Taxi Driver es un retrato sucio, decadente y mísero de los Estados Unidos después de la guerra del Vietnam y de los efectos psicológicos que tuvo en los combatientes. En ello se ve plasmado la imagen de un Travis Bickle,
hombre de pocas luces que va perdiendo la cordura a medida que se ve
apartado de una sociedad donde abunda la criminalidad, lo que hace que
se tome la justicia por su propia mano. La dirección de Scorsese, es otro de los puntos fuertes de Taxi Driver, que como habitualmente en él y en esa peculiar manera de entender el cine, hace fluir la
película de un ritmo incansable pero a la vez sosegado. Dando la
sensación de estar por las calles de una Nueva York en decadencia a las 3
de la mañana oliendo a whisky, sudor y meado, dónde además, se ve que la propia
ciudad es otro personaje que lucha contra nuestro protagonista. Muy digno de admirar también la actuación de una jovencísima Jodie Foster, 13 años, que no
se arruga para nada en el difícil papel de una prostituta. Excelente el guión escrito por P.Schrader, que no trata de una forma superficial los temas en que se basa la película (soledad, paranoia, violencia, ilusion/desilusión), sino que los presenta y adentra el espectador a ellos, dejando al mismo que saque sus propias conclusiones. Otra de las características que me hace ser un gran admirador del cine de Scorsese, es esa ''extraña'' estética visual de sus películas y en el caso de Taxi Driver destaca por sobremanera, sobretodo en los planos del taxi, que la acaban dotando una elevada calidad visual con poderosas y inolvidables imágenes.

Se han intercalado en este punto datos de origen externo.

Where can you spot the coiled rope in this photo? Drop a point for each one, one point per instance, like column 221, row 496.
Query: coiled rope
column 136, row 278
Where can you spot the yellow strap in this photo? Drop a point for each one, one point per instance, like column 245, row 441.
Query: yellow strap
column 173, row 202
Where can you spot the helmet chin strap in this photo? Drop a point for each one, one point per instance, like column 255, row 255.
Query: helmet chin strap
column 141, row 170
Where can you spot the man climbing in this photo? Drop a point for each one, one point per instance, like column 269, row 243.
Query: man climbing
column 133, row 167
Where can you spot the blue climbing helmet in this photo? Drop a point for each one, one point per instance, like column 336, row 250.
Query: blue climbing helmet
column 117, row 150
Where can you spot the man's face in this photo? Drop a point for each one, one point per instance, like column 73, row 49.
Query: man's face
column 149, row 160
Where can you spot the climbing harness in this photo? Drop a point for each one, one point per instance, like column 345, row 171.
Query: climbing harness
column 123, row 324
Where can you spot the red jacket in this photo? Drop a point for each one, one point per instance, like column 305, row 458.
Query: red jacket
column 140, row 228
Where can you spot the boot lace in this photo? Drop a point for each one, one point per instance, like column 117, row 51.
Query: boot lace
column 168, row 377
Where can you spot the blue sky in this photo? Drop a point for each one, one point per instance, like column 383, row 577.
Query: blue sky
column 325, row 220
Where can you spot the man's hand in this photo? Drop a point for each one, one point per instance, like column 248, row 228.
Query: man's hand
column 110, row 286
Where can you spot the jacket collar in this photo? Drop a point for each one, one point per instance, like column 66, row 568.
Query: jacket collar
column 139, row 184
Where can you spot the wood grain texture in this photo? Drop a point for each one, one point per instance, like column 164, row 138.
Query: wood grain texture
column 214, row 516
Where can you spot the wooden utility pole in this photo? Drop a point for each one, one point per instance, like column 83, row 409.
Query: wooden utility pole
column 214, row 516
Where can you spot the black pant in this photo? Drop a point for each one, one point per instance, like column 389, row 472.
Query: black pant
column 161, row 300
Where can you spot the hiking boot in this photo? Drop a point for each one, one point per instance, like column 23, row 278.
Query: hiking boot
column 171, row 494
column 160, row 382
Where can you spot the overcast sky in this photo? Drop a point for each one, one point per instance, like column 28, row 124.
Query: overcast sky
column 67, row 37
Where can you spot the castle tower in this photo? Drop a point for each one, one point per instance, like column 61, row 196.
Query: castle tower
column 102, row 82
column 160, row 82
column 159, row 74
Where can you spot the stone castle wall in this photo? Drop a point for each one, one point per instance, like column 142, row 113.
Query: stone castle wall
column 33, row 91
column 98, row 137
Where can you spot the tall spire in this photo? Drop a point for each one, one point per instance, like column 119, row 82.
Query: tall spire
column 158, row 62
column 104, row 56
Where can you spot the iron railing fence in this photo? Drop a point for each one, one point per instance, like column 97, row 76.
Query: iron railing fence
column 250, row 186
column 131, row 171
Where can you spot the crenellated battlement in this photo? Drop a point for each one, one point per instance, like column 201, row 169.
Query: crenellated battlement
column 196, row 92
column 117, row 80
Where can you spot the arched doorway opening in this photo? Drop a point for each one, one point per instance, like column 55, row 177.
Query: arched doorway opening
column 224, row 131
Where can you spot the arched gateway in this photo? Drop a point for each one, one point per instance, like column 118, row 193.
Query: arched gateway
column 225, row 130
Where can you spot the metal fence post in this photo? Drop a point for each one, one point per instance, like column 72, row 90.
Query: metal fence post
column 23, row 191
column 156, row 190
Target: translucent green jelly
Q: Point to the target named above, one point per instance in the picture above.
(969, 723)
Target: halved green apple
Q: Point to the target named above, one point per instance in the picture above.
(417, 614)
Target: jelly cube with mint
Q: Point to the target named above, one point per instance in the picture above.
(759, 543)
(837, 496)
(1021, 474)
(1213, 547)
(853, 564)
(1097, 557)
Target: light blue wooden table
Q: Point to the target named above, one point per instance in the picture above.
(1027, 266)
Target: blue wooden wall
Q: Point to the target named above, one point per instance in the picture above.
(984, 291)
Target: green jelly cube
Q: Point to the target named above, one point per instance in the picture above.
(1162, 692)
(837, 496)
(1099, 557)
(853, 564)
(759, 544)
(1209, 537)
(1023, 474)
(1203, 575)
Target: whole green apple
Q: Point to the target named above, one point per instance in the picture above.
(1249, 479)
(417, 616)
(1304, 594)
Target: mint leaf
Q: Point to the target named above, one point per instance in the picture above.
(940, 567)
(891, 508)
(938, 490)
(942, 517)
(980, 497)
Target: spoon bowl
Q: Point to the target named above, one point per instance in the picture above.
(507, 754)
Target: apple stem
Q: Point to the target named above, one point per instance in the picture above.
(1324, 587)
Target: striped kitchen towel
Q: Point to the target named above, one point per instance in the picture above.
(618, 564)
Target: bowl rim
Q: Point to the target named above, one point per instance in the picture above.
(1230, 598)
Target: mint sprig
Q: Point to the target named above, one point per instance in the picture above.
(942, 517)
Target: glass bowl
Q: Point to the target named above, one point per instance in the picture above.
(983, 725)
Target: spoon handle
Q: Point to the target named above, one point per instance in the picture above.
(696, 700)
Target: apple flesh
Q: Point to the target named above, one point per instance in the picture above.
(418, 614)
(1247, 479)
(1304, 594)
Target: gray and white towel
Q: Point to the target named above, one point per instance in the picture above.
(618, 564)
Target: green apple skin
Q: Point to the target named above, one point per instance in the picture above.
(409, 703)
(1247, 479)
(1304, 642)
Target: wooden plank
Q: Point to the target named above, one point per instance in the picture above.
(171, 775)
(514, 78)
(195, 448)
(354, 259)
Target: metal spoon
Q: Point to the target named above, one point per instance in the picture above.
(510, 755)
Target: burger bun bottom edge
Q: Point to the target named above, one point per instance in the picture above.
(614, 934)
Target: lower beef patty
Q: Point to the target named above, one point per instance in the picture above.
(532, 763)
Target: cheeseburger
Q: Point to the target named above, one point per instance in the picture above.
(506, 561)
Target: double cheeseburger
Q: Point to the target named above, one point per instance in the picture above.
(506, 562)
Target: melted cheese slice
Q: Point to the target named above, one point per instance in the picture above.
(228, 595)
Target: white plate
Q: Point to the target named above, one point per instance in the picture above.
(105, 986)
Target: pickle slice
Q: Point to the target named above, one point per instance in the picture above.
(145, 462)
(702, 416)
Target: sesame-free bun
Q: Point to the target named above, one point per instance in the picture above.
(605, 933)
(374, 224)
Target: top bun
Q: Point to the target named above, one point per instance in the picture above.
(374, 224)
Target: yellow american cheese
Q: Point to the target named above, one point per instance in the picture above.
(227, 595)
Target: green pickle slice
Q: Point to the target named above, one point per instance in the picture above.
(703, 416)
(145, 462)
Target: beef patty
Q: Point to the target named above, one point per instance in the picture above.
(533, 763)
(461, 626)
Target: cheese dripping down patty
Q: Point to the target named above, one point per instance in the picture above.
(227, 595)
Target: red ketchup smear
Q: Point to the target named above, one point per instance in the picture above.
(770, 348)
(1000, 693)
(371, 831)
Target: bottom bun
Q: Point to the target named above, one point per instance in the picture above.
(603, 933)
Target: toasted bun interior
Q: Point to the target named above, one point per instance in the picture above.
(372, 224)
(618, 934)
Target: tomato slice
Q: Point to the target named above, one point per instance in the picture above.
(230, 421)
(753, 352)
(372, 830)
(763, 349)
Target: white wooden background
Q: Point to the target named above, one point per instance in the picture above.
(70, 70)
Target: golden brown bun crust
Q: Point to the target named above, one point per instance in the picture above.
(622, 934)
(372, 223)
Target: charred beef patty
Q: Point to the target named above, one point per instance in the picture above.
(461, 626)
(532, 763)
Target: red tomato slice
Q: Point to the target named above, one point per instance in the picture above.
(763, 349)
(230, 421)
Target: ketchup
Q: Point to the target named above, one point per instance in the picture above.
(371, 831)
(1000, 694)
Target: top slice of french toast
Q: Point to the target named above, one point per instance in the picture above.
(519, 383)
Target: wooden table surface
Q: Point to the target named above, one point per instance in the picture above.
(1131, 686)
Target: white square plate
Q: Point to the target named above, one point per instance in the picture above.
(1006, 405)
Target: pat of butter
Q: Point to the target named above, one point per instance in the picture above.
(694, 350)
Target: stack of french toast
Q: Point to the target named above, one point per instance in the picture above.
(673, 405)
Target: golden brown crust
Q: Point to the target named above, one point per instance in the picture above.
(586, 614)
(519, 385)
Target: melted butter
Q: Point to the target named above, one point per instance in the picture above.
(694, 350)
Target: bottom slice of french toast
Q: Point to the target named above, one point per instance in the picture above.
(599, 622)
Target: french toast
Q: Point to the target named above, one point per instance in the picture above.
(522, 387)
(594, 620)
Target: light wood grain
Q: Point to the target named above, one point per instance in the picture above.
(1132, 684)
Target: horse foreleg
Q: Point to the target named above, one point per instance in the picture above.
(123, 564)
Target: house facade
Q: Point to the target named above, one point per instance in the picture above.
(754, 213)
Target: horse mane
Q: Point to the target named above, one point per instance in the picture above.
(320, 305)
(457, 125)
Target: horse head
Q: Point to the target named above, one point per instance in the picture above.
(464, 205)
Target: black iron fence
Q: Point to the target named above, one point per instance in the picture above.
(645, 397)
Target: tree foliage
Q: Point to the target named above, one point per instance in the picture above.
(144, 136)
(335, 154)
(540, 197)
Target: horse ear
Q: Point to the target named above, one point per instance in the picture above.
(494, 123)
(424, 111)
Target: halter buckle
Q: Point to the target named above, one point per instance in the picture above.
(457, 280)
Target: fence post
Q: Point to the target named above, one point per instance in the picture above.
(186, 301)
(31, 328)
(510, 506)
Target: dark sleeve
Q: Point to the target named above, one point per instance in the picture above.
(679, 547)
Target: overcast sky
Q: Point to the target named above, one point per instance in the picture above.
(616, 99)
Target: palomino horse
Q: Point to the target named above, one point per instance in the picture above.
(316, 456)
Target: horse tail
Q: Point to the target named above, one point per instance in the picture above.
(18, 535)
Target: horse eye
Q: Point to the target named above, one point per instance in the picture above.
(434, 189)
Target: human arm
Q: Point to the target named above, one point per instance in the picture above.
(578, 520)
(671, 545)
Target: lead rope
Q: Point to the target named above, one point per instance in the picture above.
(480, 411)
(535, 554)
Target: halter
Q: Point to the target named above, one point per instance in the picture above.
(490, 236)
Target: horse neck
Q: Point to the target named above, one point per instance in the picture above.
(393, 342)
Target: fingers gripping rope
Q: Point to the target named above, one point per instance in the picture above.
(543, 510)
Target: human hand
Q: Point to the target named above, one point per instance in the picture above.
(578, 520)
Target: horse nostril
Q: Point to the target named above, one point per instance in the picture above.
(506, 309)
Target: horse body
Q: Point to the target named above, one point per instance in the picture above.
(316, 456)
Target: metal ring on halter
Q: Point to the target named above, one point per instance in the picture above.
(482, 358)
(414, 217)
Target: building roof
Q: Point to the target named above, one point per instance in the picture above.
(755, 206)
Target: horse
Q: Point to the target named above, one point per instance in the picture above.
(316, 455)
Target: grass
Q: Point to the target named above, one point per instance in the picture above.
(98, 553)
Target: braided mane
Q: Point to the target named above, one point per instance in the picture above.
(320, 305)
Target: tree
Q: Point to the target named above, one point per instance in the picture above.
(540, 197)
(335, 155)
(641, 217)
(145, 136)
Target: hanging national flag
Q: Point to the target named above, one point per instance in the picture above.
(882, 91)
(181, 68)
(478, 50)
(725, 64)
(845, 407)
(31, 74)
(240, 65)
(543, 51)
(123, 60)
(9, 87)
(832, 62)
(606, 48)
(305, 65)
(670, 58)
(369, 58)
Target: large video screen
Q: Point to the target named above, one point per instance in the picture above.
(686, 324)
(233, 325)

Otro punto interesante es que debido a su antiguedad y por algunos elementos
diferenciadores respecto a otras películas anteriores, Taxi Driver se
considera como la inauguradora del género dramático moderno. En cuanto a los premios, fue nominada a 4 Oscars pero finalmente no ganó ninguno (ganando ese año el Oscar como mejor película Rocky). Si hablamos de la banda
sonora, se puede decir que hace mucho juego con la filmación y dónde hay
un par de canciones, que a mi gusto encajan a la perfección con el
desarrollo de la historia.
Es por todo esto que Taxi Driver puede considerase la creadora del drama o thriller moderno y según la opinión de un servidor, ocupar un puesto entre las mejores de la historia. Y sin duda guste o no, se puede decir que es una de esas
películas que se han de ver por lo menos una vez en la vida. Una de esas
películas que se pueden considerar obra de culto y que sin duda cada
vez que la vuelvo a ver me recorre la misma sensación que la primera
vez. Una de esas películas inmortales.